Entering edit mode
3 days ago
Rozita
▴
40
Hi,
I've got a set of primers that I want to check if they span regions where my protein of interest is enriched from publicly available datasets, so I created a bed file which contains the positions of the primers (which I've lifted off a paper and verified using PrimerBLAST) and I noticed that the position shown on IGV and PrimerBLAST is different for the same set of primers, even though I'm sure I'm using hg38 as a reference genome.
Any suggestions as to why there is this discrepancy?
Thank you.
It is difficult to see what you want to illustrate from the screenshot attached. Can you explain what is fhe difference that you are observing or post a better screenshot.
On IGV, it shows that the primer is spanning the promoter region, whereas in PrimerBLAST it is showing that it is spanning an intron in the middle of the gene.
This is also the case for other primers.
Can you check with the
in silicoPCR tool at UCSC to see what that says : https://genome.ucsc.edu/cgi-bin/hgPcrPrimerBLAST is likely accurate though.
It showed me the same positions as that of PrimerBLAST.
Any idea how do I now visualise the publicly available datasets that I have and compare their positions with that of the regions where my primers are targeted? And any possible explanation why this is happening on IGV? It seems very odd, but I don't understand what could be wrong.

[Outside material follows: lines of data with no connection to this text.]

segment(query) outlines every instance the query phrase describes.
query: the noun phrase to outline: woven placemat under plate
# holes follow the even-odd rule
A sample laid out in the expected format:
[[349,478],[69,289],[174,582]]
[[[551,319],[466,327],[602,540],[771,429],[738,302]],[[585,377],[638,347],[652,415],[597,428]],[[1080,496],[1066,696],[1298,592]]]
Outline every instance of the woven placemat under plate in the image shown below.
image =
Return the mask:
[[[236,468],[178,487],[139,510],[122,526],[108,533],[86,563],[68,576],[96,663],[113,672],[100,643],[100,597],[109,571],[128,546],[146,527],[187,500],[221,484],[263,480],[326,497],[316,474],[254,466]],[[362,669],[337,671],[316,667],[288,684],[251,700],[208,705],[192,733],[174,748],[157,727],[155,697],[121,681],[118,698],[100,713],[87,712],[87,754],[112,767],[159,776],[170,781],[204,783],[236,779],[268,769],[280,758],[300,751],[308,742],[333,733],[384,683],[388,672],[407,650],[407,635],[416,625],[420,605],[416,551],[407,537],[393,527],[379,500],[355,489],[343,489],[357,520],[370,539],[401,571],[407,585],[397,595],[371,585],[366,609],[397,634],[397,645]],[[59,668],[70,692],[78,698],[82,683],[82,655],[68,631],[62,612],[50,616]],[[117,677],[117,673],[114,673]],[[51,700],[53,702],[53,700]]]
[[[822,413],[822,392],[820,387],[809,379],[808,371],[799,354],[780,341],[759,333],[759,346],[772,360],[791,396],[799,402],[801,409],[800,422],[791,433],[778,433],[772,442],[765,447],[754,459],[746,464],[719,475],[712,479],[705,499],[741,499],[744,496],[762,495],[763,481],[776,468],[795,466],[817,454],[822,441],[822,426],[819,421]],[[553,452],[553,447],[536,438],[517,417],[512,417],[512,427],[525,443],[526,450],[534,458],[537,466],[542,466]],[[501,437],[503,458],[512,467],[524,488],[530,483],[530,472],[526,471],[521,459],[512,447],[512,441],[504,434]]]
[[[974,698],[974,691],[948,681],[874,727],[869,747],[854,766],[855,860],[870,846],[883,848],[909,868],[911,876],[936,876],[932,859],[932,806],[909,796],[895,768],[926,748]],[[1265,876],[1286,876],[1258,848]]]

So we know that result is correct.
You made the BED file manually? It is in correct format? Is IGV showing that feature in right spot? If not, you will need to make sure if you found a new bug by doing additional testing.
Yes, I did. I entered the positions of the primers from PrimerBLAST in a CSV file then converted it to a BED file which opens successfully on IGV, when I search for these primers I can see that they show up on the correct chromosome number and within the correct range in terms of position, however, that position doesn't correspond to my gene of interest as I see on PrimerBLAST.
So like if one of my primers on PrimerBLAST has a start position of 5000 and end position of 5020 at chr1 and it shows that it is at the promoter of Gene X, when I load the BED file on IGV and I search for chr1:5000-5020 I can see my primer showing at that region, however, when I check the RefSeq track, it doesn't correspond to Gene X or it corresponds to another position on gene X (intron for example).
I hope this illustrates the issue more clearly.
Is there a way I could upload the primers bed file and bigwig files that I have for the publicly available datasets on perhaps another genome browser to visualise them together?